On the contrary, Whitehead has done nothing but seemingly improve on a yearly basis with Detroit. He was mainly a special teamer his first two seasons until he finally broke into a starting role with the departure of Ashlee Palmer and the injury to Tulloch. Martin Mayhew gave up a 2013 4th round pick to move up and select Whitehead in the 5th round of the 2012 draft. The then 233lb linebacker was known as more of a two-down hitter who was too small for the middle and struggled in coverage.
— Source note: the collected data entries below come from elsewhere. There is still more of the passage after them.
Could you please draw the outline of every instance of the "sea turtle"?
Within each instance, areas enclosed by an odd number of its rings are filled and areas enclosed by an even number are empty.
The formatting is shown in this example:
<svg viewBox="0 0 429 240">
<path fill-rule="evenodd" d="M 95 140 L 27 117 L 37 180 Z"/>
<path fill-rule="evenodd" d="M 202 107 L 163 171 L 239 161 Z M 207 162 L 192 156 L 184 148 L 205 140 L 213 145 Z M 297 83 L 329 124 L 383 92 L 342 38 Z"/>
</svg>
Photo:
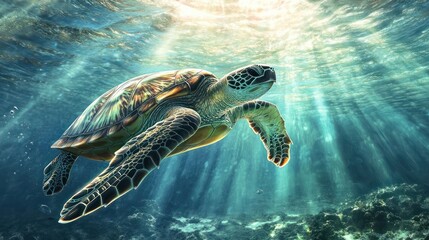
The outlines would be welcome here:
<svg viewBox="0 0 429 240">
<path fill-rule="evenodd" d="M 184 69 L 132 78 L 97 98 L 52 148 L 61 153 L 44 169 L 46 195 L 60 192 L 79 155 L 109 166 L 70 198 L 67 223 L 137 188 L 161 160 L 221 140 L 239 119 L 260 135 L 268 160 L 282 167 L 291 140 L 277 107 L 255 100 L 276 81 L 274 69 L 250 65 L 220 80 Z"/>
</svg>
Although he may not have excelled in the passing game at Temple, he has used his speed and quickness to develop nicely into a three-down NFL MIKE. Now, at 242 lbs with solid game tape to his name, his rookie contract has expired and is expected to become a hot commodity as an unrestricted free agent this offseason.

The good news is Whitehead stated he would like to return,

“Over the years, this place has really become home. I’d like to be back here, but the business is the business. We have a lot of things up in the air, with a new president, a new GM that’s going to be in place soon.”

“As much as I would love to be back here, it’s a matter of letting it all play out and if I’m even wanted back here.”

The bad news is Whitehead has two conditions for his future team. He considers himself a middle linebacker and a starter. Neither of those stipulations would be met playing for Detroit if Tulloch remains on the roster.

“When I look at it, me personally, I see myself as a MIKE. To be able to utilize my speed and being able to play sideline to sideline,” said Whithead.

When he was asked about wanting to start, Whitehead had this to say,

“Yes, that’s definitely one of the big factors because as a player in this league you don’t go somewhere or be on someone’s team just to be someone’s backup. You want to go somewhere where you’re wanted, where you’re needed and you’re going to play. So I definitely want to be a starter. I think I’ve shown that I can be a starter in this league.”

There has been plenty of rumblings that Tulloch will be released due to his $7.3 million cap number for 2016. The Lions could free up $6 million from the cap if they were to cut the 31-year-old veteran. To Tulloch’s credit, he has been a great leader and solid player for Detroit, but this is the NFL where decisions aren’t made on emotion. New GM, Bob Quinn, has been brought up through perhaps the most callous organization in the league. The New England Patriots are the poster child for kicking aging stars to the curb, and Quinn has spent his last 15 years there.

With the salary cap increase, teams will have money to spend. Whitehead will not come cheap, but maybe with Tulloch’s salary off the books and a vacancy at the middle linebacker spot, the Lions could persuade their homegrown talent to return. Or maybe Quinn has a new plan in mind, one better than the obvious.